Дергаю двери с надеждой. Хотя, всё одно понятно уже, что чуда не произойдёт – храм закрыт.
Но… Двери открываются.
Затем – ещё одни.
Только на самых внутренних висит цепочка, которая, тем не менее, позволяет раскрыться дверям настолько, чтобы заглянуть в храм и увидеть, что там внутри.
Тревожно. Несколько икон и высохший букет осеннего астера в вазе. В помещении довольно светло. Сквозь окна проникает солнце, повторяющее узоры решеток, падает на пол, присыпанный строительной пылью, на красную ткань, где золотится икона. Видно, что реставрационные работы идут. Хотя и медленно.
Отхожу от церкви. Смотрю на птиц. Кроме них здесь никого нет.
Трава за спиной отчётливо затрещала. Словно кто-то подходит сзади. Вздрагиваю – сейчас добрые дяди-строители настучат по голове, за то, что залезла туда, где заперто. Точнее, наоборот – не заперто, но для таких как я, умных, одного замка мало. Я сегодня ничего не боюсь, но всё-таки не охота тратить нервы и портить настроение объяснениями.
Оборачиваюсь резко и даже удивляюсь, настолько ясно слышала шаги.
Никого нет.
А, ну добре.
От души отлегло.
Я – то испугалась.
Думала – живые.
Засыпай меня золотом!
Оглуши меня тишиной.
Это ведь я, сама…
Приглашала тебя с собой в путь, накануне отъезда…

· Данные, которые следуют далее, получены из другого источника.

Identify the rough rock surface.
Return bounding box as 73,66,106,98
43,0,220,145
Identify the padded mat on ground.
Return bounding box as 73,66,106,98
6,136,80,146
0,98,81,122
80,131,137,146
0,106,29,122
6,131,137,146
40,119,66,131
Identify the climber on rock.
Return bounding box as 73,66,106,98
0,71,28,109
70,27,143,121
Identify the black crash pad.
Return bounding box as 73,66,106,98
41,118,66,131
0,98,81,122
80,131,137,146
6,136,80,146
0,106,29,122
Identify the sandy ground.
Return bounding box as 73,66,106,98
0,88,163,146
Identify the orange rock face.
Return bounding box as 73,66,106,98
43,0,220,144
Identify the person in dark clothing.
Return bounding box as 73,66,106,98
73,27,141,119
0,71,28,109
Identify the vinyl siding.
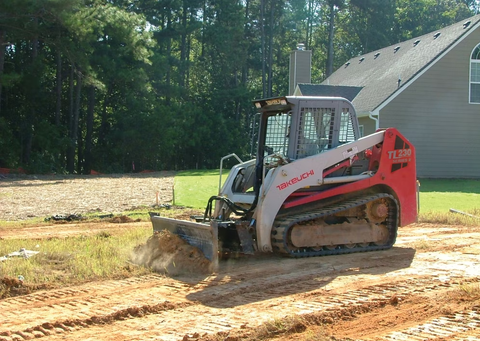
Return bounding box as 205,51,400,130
380,29,480,178
358,117,375,136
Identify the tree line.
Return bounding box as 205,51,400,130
0,0,477,174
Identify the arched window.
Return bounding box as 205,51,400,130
470,44,480,103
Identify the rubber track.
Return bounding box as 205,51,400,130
272,193,398,258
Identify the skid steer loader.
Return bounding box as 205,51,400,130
151,96,418,262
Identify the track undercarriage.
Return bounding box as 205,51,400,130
272,194,398,257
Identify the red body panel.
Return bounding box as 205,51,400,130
284,128,418,226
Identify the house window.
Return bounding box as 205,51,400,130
470,44,480,103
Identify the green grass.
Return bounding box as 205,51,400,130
174,169,228,209
420,179,480,213
0,228,152,285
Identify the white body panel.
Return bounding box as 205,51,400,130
253,131,384,252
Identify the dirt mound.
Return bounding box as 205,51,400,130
0,276,50,299
132,230,213,276
110,215,142,224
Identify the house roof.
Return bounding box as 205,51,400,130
316,15,480,113
297,83,362,102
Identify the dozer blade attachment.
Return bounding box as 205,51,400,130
150,215,218,266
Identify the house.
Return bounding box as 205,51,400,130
293,15,480,178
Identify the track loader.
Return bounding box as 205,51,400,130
151,96,418,262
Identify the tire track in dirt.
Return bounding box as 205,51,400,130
0,250,478,340
19,278,479,340
359,306,480,341
0,230,480,341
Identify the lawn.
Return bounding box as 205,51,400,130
420,179,480,212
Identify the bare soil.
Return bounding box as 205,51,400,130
0,173,480,341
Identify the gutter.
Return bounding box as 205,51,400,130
368,109,380,131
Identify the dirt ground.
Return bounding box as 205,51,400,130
0,173,480,341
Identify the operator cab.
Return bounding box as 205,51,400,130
254,96,360,160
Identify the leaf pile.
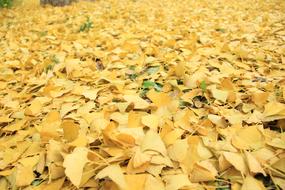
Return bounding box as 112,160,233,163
0,0,285,190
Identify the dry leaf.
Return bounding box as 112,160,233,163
63,147,88,188
95,165,127,190
123,95,149,109
241,175,266,190
141,130,166,155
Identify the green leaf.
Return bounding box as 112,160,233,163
200,80,207,93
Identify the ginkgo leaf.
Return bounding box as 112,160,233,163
25,100,43,116
163,174,191,190
123,95,149,109
141,114,159,130
95,165,127,190
141,130,166,155
223,152,247,174
241,175,266,190
63,147,88,188
245,152,266,176
211,89,229,103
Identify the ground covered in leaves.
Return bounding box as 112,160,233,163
0,0,285,190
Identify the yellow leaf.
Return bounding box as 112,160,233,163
128,111,141,127
125,174,147,190
16,165,35,187
211,88,229,103
142,114,159,131
252,92,269,107
42,177,65,190
25,100,43,116
245,152,266,176
190,160,218,183
95,164,127,190
141,130,166,155
241,175,266,190
147,89,171,107
82,89,100,100
63,147,88,188
61,120,79,142
144,175,165,190
163,174,191,190
123,95,149,109
167,139,188,162
232,126,264,149
223,152,247,174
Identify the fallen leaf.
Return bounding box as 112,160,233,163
241,175,266,190
63,147,88,188
95,165,127,189
123,95,149,109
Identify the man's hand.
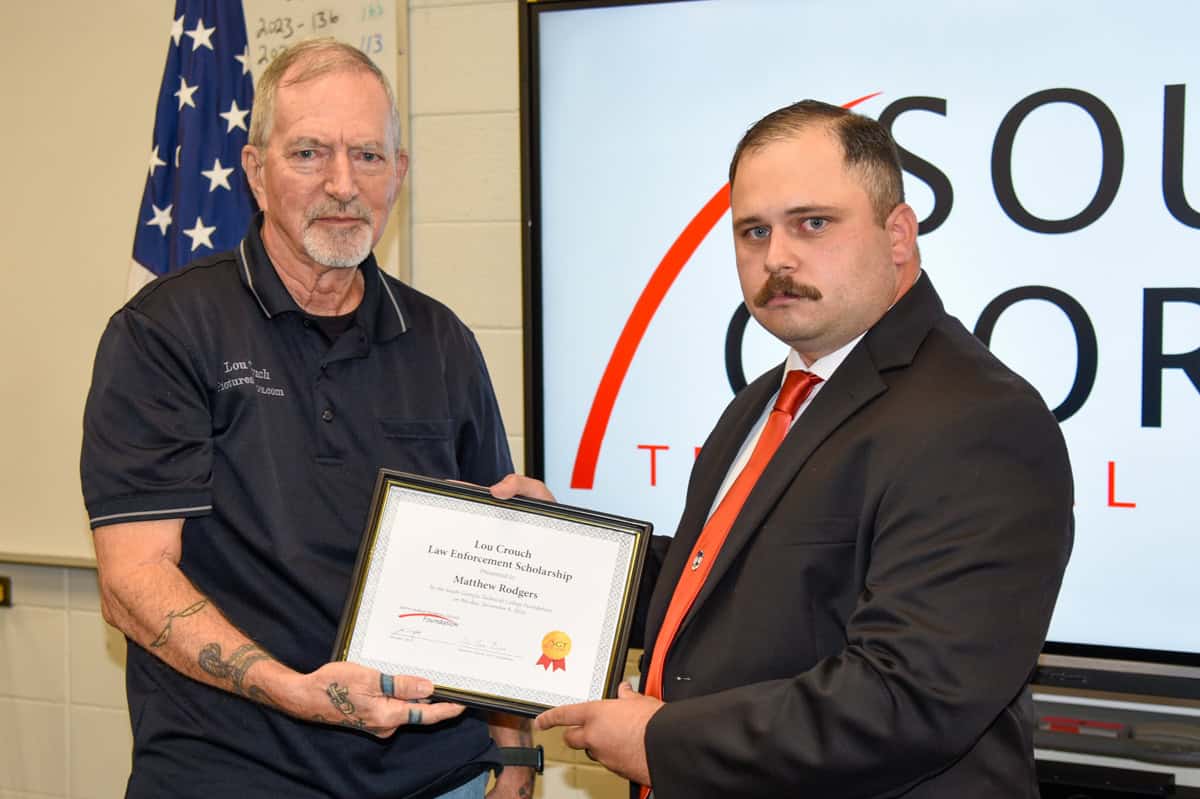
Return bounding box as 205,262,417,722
488,474,558,503
534,683,662,785
283,662,466,738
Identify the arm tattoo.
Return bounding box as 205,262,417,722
197,643,276,707
150,600,209,649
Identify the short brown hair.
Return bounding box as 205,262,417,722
730,100,904,224
248,36,400,151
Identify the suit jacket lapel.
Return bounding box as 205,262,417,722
679,347,887,635
654,272,946,638
644,364,784,651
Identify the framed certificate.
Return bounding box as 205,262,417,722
334,469,652,716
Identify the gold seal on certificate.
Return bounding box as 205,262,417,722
334,469,650,715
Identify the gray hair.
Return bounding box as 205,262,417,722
250,36,400,152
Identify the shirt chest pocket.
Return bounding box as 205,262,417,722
379,416,458,479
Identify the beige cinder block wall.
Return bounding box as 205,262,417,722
0,0,626,799
408,0,629,799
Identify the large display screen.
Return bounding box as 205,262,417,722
530,0,1200,663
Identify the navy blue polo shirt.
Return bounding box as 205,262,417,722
80,218,512,799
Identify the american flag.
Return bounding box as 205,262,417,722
130,0,254,294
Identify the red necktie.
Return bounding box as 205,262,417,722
641,370,821,799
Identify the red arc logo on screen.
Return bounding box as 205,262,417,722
561,91,881,489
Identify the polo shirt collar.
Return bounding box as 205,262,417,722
238,211,409,342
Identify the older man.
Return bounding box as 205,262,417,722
82,40,533,799
494,101,1073,799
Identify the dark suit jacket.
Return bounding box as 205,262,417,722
643,275,1073,799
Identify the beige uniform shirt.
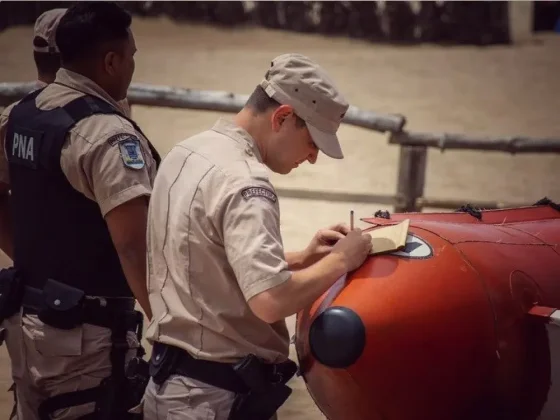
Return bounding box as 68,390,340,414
0,69,156,216
146,120,291,362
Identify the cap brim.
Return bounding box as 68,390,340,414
306,123,344,159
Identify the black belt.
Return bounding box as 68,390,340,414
150,342,248,394
22,286,141,329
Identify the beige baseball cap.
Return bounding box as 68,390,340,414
33,9,67,53
260,54,349,159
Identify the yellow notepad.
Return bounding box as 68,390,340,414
368,219,410,255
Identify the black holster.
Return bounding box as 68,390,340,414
32,280,149,420
0,267,24,323
150,343,297,420
228,355,297,420
37,280,86,330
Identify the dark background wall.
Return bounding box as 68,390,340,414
0,1,560,45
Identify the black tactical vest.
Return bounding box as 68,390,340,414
5,89,160,297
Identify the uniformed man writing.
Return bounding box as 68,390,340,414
0,2,159,420
144,54,371,420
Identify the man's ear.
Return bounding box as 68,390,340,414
104,51,118,76
272,105,294,131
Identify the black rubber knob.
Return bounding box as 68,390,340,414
309,306,366,368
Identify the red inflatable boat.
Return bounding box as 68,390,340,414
296,199,560,420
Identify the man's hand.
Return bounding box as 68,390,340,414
332,229,372,272
303,223,350,266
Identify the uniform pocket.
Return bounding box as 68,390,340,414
166,407,214,420
22,315,83,357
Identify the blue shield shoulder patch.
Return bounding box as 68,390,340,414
119,136,145,169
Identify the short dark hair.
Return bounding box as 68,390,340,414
33,36,60,75
245,85,305,128
56,1,132,63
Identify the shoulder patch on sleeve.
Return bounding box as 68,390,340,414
113,134,145,169
107,133,138,147
241,187,278,203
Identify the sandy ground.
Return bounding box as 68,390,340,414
0,14,560,420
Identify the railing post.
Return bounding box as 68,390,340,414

День третий. Плещеево озеро. Смерти нет.
В пять утра сдаю ключи от гостиницы сонному и удивлённому охраннику. Сегодня у меня особенный день. Я встречаю рассвет на Плещеевом озере. По пути не забываю свернуть и посмотреть на полюбившейся мне Даниловский.

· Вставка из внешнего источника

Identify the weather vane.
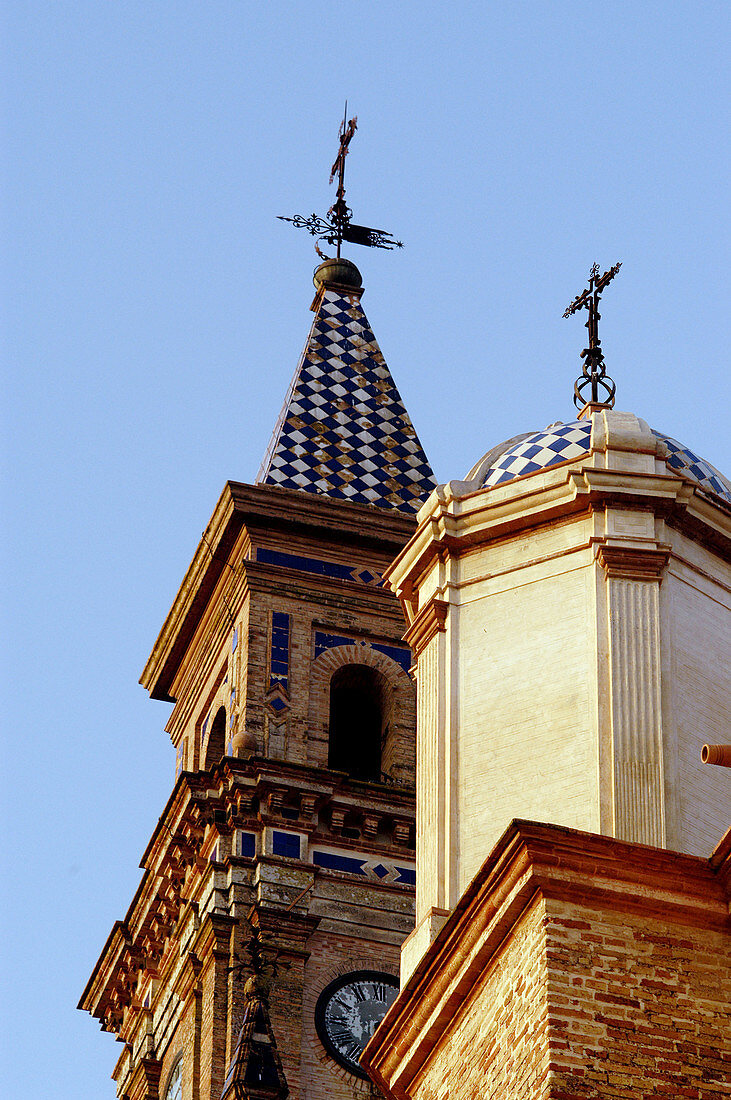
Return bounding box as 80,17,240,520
564,263,622,409
278,102,403,260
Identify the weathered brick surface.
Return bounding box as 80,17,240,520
365,822,731,1100
413,903,549,1100
82,486,416,1100
545,901,731,1100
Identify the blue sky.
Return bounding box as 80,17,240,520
0,0,731,1100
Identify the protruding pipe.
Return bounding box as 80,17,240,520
700,745,731,768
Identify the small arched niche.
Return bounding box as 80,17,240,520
328,664,391,782
203,706,226,771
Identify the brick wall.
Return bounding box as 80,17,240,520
364,822,731,1100
412,901,549,1100
546,901,731,1100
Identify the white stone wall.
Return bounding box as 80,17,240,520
452,525,599,904
661,536,731,856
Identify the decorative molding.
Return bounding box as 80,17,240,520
596,542,671,581
403,596,450,658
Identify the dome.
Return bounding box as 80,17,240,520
466,419,731,503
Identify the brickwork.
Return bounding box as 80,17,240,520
82,486,416,1100
413,901,549,1100
364,822,731,1100
545,901,731,1100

Утром он такой же таинственный. Но это не мрачность…Нет. Просто стоит на самом краю времени. Пограничный. Между этим миром и тем.
Бегу дальше.
Добираюсь почти… За спиной остаётся сонный Переславль и Никитский монастырь, куда Иван Грозный приезжал на Богомолье. Дорога ухает вниз. В какой-то момент рыжие и бордовые деревья расступаются, и появляется она...
ДУША Переславля-Залесского.
Древнее озеро, которое помнит нас всех.
Утренний звон – короткий, с промежутками разносится над водой, сталкивается с волнами. То рассыпается, то сплетается, то ложится поверх, как ладонь на ладонь.
Я просто сижу на берегу. Песок – белый. На песке рассыпаны ракушки.
Когда смотришь на озеро – начинает щемить в груди.
Чувствуешь его силу. Как и Время, эта сила проходит сквозь тебя, способная разорвать. Но здесь, в Переславле, добром городе, никто тебе зла не пожелает. Сила – вечная, сила исконная, сила корневая. Сила добрая, как и город. Не разорвет. Если слабый – просто отступит, не будет мучать. Если сильный – помучает для пользы. Чтобы больше узнал, больше сумел, большему научился. И ты выдержишь, хоть голова будет кружиться.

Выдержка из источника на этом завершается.